- Theatrical release poster
- Directed by: Paul Lynch
- Screenplay by: John Hunter; William Gray;
- Based on: Cross Country by Herbert Kastle
- Produced by: Pieter Kroonenburg; David J. Patterson;
- Starring: Richard Beymer; Michael Ironside; Nina Axelrod;
- Cinematography: René Verzier
- Edited by: Nick Rotundo
- Music by: Chris Rea
- Production companies: Filmline Productions; Yellowbill Finance;
- Distributed by: New World Pictures
- Release date: November 18, 1983;
- Running time: 95 minutes (North America); 103 minutes (British release);
- Country: Canada
- Language: English
- Budget: CA$3 million

= Cross Country (1983 film) =

Cross Country is a 1983 Canadian erotic crime thriller film directed by Paul Lynch and starring Richard Beymer, Michael Ironside, and Nina Axelrod.

== Synopsis ==
A Philadelphia television executive, sought by police for the murder of a call girl, picks up a pair of hitchhikers en route to Los Angeles.

== Cast ==
- Richard Beymer as Evan Bley
- Michael Ironside as Detective Sgt. Ed Roersch
- Nina Axelrod as Lois Hayes
- Brent Carver as John Forrest
- August Schellenberg as Glen Cosgrove

== Production ==
Director Paul Lynch turned down directing duties on Mother Lode to direct this film, which in early stages was briefly known as Black Widows.
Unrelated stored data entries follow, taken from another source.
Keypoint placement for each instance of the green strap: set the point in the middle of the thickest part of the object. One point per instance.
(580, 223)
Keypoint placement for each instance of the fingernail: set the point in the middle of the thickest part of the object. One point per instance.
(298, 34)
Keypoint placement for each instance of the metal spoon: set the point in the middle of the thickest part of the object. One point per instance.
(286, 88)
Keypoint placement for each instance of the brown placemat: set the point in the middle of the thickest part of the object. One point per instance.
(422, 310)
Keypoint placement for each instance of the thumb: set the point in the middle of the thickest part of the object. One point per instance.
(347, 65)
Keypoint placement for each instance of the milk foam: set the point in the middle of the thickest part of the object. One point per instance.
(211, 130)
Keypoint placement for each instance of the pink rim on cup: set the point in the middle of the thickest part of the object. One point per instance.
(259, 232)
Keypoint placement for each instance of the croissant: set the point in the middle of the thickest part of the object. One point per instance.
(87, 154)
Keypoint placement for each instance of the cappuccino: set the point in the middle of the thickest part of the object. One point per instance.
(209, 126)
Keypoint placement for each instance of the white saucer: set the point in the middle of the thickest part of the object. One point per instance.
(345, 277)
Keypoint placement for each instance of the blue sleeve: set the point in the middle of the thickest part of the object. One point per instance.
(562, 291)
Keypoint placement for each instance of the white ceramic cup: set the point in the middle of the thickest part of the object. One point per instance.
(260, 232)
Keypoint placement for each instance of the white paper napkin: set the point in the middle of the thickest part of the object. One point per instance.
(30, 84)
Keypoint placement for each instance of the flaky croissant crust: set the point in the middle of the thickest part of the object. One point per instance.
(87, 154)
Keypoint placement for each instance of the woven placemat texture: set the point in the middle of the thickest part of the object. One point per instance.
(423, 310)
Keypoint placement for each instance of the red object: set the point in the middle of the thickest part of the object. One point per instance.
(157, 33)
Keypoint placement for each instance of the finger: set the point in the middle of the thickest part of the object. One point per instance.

The film was shot in 1982 in Montreal on a budget of $3 million, financed by MGM through the recently acquired United Artists. UA Chairman David Begelman didn't like the film and sold the film to New World Pictures.

==Release==
Cross Country was released in the United States on November 18, 1983.

==Reception==
Kevin Thomas of the Los Angeles Times praised the film as a "clever thriller" and likened it to a contemporary film noir. Alternately, Don Lechman of the News-Pilot derided the film, deeming it "a disgusting mess... it would be best if the film was buried and never released to any medium."